While this report specifically centers around how Utah handles securing its voter registration data, the report is reflective of a larger issue within the US regarding how sensitive personal data is stored and what parties can legally access it. While the federal government did attempt to pass a new comprehensive privacy law last year, their efforts fell short leaving the matter unresolved.
While US citizens await a stronger privacy bill to be implemented, people should take time to understand their respective state’s privacy and what powers it provides citizens when securing their sensitive data. For Utah voters, residents should take time to read through this report in greater detail and understand how their personal data is currently stored and who can access it.
Highlighting Key Conversations.
In this week’s Caveat Podcast, our team met with Caleb Barlow, the CEO of CyberBit, to discuss executive protection and how it intersects with cybersecurity. During this conversation, our team focused on the recent murder of the UnitedHealthcare CEO and how this incident has caused many organizations to reevaluate how they approach both physical and online security. Some of the topics our team discussed include liability, public opinion, and the dangers of over-correction.
Like what you read and curious about the conversation? Head over to the Caveat Podcast for the full scoop and additional compelling insights. Our Caveat Podcast is a weekly show where we discuss topics related to surveillance, digital privacy, cybersecurity law, and policy. Got a question you'd like us to answer on our show? You can send your audio file to caveat@thecyberwire.com. Hope to hear from you.
Other noteworthy stories.
Chinese firm sanctioned in US after botnet attack.
What: The Integrity Technology Group, a Chinese cyber group, was sanctioned by the US over alleged cyber incidents.
Why: On Friday, the US State and Treasury Departments levied sanctions against the Integrity Technology Group alleging that hackers associated with the company targeted multiple corporations, universities, telecommunication firms, governments, and media organizations. This operation, dubbed Flax Typhoon, alleges that since 2021 the firm has utilized its botnet to aid in its hacking operations. With these sanctions, all property and interests of Integrity Tech will now be blocked in the US and must be reported to the Treasury Department.
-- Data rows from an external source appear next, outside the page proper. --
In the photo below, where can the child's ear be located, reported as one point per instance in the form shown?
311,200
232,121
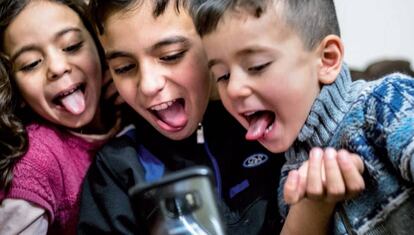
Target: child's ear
332,53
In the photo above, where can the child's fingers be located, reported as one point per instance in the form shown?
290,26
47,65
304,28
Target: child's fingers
290,189
351,167
119,100
314,187
335,186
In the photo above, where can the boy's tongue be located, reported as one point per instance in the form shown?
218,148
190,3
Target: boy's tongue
258,125
74,103
174,115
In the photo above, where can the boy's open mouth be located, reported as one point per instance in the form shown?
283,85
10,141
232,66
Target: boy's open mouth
171,114
72,99
260,123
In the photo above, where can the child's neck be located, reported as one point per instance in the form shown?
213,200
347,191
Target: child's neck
101,123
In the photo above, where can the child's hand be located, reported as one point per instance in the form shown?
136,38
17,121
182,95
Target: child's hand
328,175
109,89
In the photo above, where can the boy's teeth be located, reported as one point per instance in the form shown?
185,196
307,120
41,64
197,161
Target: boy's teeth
269,128
249,114
162,106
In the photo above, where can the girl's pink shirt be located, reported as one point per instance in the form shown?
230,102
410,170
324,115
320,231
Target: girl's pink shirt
50,174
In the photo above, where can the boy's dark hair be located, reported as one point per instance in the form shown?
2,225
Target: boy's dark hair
13,137
311,19
102,9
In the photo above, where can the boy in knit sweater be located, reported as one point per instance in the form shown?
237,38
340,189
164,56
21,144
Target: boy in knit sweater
286,83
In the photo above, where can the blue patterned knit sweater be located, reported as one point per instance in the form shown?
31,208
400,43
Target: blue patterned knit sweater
375,120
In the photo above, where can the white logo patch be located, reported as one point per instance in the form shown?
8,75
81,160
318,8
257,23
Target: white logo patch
255,160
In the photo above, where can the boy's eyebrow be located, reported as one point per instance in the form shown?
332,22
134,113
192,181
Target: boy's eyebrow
33,47
115,54
169,41
239,54
110,55
212,62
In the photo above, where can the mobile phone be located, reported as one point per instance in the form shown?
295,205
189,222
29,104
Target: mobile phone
180,203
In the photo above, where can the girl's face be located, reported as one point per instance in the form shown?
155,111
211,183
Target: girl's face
55,63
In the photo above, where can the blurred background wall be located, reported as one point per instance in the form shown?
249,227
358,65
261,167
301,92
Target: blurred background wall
375,30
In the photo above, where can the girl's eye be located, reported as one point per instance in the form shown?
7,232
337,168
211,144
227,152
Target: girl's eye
30,67
74,47
259,68
173,57
225,77
124,69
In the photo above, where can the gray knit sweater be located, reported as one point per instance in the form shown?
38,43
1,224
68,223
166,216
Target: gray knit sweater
376,120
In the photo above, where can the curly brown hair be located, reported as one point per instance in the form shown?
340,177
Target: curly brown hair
13,136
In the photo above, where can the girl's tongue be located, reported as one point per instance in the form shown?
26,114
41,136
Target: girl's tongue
174,115
75,102
258,125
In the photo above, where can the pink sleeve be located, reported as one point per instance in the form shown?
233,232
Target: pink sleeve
21,217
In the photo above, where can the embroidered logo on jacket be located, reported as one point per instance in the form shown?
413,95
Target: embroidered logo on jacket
255,160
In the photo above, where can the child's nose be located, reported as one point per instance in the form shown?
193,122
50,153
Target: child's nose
152,80
238,85
58,65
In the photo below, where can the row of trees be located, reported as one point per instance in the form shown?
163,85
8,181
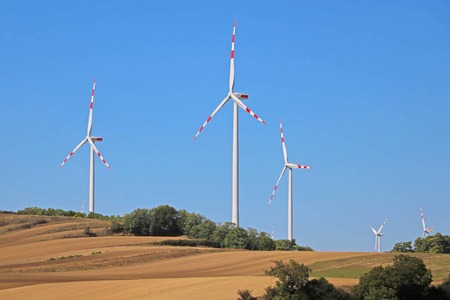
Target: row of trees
407,279
437,243
165,220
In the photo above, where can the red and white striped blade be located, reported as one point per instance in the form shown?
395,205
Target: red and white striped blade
239,102
98,153
282,173
290,165
90,110
282,141
303,167
382,225
76,148
423,221
214,112
232,60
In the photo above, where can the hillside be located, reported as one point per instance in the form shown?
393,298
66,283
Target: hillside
51,257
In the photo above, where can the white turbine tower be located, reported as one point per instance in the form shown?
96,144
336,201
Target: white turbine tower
378,236
290,166
237,102
91,140
426,231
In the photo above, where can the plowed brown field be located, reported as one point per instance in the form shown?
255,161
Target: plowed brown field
53,261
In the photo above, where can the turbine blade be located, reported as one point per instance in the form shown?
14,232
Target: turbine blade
373,230
423,221
98,153
239,102
303,167
71,153
282,173
282,142
214,112
90,110
232,60
382,225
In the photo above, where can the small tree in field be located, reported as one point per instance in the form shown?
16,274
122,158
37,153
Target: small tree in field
245,295
293,283
291,278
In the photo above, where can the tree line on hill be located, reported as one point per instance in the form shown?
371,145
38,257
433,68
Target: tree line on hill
165,220
437,243
407,279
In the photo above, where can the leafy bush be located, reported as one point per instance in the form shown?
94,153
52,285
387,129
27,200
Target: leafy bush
293,283
408,278
188,243
437,243
402,247
245,295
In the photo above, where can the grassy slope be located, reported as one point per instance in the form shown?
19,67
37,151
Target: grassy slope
134,263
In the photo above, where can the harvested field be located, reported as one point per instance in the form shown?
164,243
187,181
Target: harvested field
39,259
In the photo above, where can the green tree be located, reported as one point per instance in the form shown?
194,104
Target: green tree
402,247
221,232
437,243
292,277
137,222
163,221
408,277
259,240
203,230
321,289
236,238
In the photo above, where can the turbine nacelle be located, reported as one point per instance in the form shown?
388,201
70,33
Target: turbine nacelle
96,139
241,96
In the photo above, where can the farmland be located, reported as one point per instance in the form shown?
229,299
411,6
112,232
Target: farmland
51,257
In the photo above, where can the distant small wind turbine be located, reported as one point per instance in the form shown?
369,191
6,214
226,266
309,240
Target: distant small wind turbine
91,140
290,166
426,231
378,236
237,102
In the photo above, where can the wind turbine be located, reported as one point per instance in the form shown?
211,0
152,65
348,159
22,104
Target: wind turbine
425,230
286,166
378,236
237,102
91,140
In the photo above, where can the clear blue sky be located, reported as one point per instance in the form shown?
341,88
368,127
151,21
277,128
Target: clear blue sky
362,88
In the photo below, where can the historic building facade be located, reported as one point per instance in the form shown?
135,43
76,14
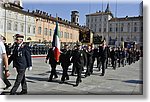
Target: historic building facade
113,29
16,21
36,26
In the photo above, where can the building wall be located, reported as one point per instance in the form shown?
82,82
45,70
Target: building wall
67,33
127,30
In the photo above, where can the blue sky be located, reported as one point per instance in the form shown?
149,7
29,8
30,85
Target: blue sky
63,9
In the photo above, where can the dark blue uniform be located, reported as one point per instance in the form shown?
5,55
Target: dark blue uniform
53,63
21,58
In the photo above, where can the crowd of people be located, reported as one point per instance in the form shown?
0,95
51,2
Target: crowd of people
82,57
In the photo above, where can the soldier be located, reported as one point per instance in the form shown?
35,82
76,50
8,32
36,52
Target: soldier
79,61
113,56
4,64
65,62
121,56
21,58
53,63
103,53
89,53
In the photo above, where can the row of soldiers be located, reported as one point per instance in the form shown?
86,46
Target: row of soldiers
83,58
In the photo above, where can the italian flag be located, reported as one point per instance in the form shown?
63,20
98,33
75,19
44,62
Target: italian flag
56,43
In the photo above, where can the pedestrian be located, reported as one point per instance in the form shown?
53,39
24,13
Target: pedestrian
4,64
65,62
53,63
103,53
89,53
79,61
21,58
113,56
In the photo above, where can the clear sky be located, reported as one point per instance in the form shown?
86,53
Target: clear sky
63,9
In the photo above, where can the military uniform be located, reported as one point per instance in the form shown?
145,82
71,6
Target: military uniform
65,63
21,58
53,63
79,61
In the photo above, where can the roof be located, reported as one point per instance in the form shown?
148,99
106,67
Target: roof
126,18
99,13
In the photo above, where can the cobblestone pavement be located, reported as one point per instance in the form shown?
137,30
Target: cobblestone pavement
124,80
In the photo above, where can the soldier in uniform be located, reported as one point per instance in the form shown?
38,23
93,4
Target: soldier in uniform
21,58
89,53
79,61
113,56
65,62
103,53
53,63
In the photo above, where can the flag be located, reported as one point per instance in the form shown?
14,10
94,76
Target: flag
56,43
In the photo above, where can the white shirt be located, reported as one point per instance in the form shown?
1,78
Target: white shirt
2,51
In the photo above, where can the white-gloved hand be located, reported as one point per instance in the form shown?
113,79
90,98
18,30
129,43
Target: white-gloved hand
30,68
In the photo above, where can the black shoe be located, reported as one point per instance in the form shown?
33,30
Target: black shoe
13,93
56,77
50,80
76,85
62,82
23,93
102,74
67,78
7,87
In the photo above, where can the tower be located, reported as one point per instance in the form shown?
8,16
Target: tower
75,17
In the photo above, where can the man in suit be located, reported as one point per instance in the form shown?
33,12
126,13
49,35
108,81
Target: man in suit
4,64
89,53
103,53
53,63
79,61
65,62
5,75
21,58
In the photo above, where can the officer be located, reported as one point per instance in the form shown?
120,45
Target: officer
113,56
79,61
53,63
103,53
89,53
21,58
65,62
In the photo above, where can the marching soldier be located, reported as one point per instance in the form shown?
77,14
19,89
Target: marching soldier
79,61
113,56
65,62
103,53
53,63
21,58
89,53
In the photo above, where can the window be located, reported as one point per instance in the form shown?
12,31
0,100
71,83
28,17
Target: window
33,29
71,36
29,28
62,34
45,31
15,26
39,30
22,27
116,29
50,32
104,29
99,29
110,29
121,29
135,29
9,25
73,19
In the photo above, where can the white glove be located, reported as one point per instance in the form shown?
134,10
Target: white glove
30,68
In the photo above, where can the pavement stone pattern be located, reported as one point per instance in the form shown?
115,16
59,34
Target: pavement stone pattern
126,80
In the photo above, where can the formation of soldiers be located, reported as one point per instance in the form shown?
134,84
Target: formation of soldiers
83,58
In response to these allegations, a Chinese embassy spokesperson countered these allegations stating that this was a part of the US’s attempt to “smear” other countries. The spokesperson continued by stating that “China firmly opposes and combats any form of cyber attacks in accordance with the law” and that “the US has drawn conclusions without effective evidence, made groundless accusations and smears against China, and imposed sanctions on Chinese entities, which is extremely irresponsible.”
Apple settles Siri eavesdropping accusations.
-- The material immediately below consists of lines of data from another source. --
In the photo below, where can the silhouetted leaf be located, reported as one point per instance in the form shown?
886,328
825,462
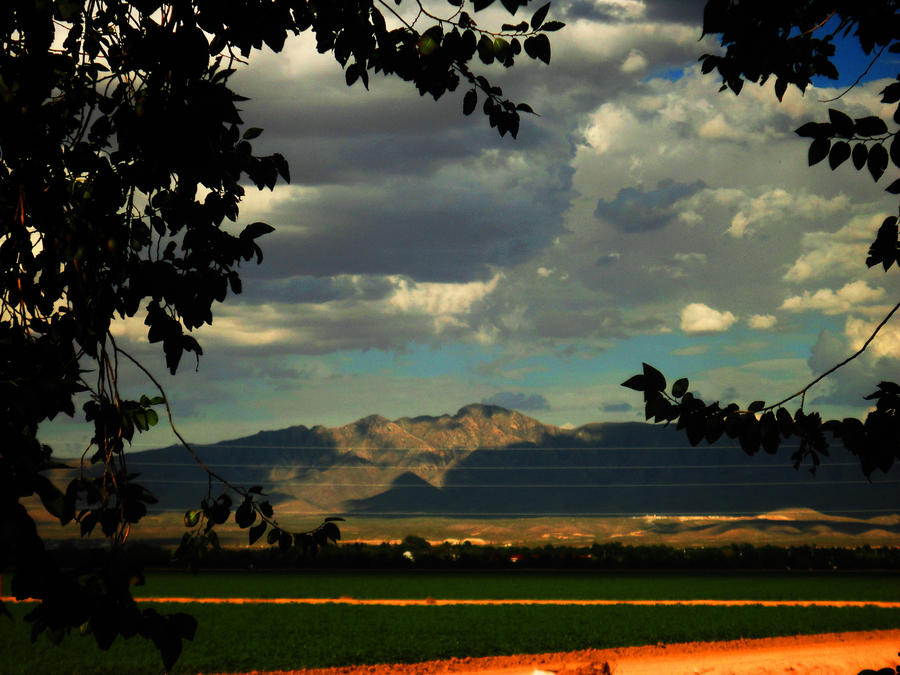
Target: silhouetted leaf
839,153
860,154
636,382
470,100
256,532
870,126
538,47
818,150
877,161
537,19
653,378
895,151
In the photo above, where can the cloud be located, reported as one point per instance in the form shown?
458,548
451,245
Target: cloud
699,318
518,401
835,254
762,321
634,210
850,297
635,62
438,299
776,203
608,258
848,385
691,350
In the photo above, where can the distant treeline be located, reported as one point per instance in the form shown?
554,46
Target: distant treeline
416,553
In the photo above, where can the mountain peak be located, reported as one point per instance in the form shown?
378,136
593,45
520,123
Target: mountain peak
481,410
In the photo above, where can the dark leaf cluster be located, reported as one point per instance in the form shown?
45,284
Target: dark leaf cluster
124,158
875,442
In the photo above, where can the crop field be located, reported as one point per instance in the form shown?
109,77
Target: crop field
240,638
528,584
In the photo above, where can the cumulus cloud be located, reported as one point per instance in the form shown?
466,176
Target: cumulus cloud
848,385
775,203
635,62
835,254
851,296
691,350
635,210
762,321
699,318
517,401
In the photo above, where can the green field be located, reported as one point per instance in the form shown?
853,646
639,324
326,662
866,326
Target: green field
239,638
517,584
243,638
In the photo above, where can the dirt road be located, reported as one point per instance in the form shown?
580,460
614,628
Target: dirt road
830,654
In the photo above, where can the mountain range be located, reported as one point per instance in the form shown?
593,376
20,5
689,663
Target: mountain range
489,462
What: Apple has agreed to settle a class-action lawsuit by paying $95 million that alleged the company used its voice assistant feature, Siri, to obtain and share private conversations without user permission.
Why: Last week, Apple settled this five-year-long legal battle that claimed that Siri was regularly recording private conversations and shared these calls with third parties. Aside from recording and sharing these conversations, the lawsuit also alleged that Siri would activate and begin recording even if the user did not activate the feature.
If the settlement is approved, each customer could file for compensation and potentially receive up to twenty dollars per Siri-equipped device for up to five devices owned between September 17th, 2014 through the end of last year. Lastly, with this settlement, Apple did not acknowledge any wrongdoing.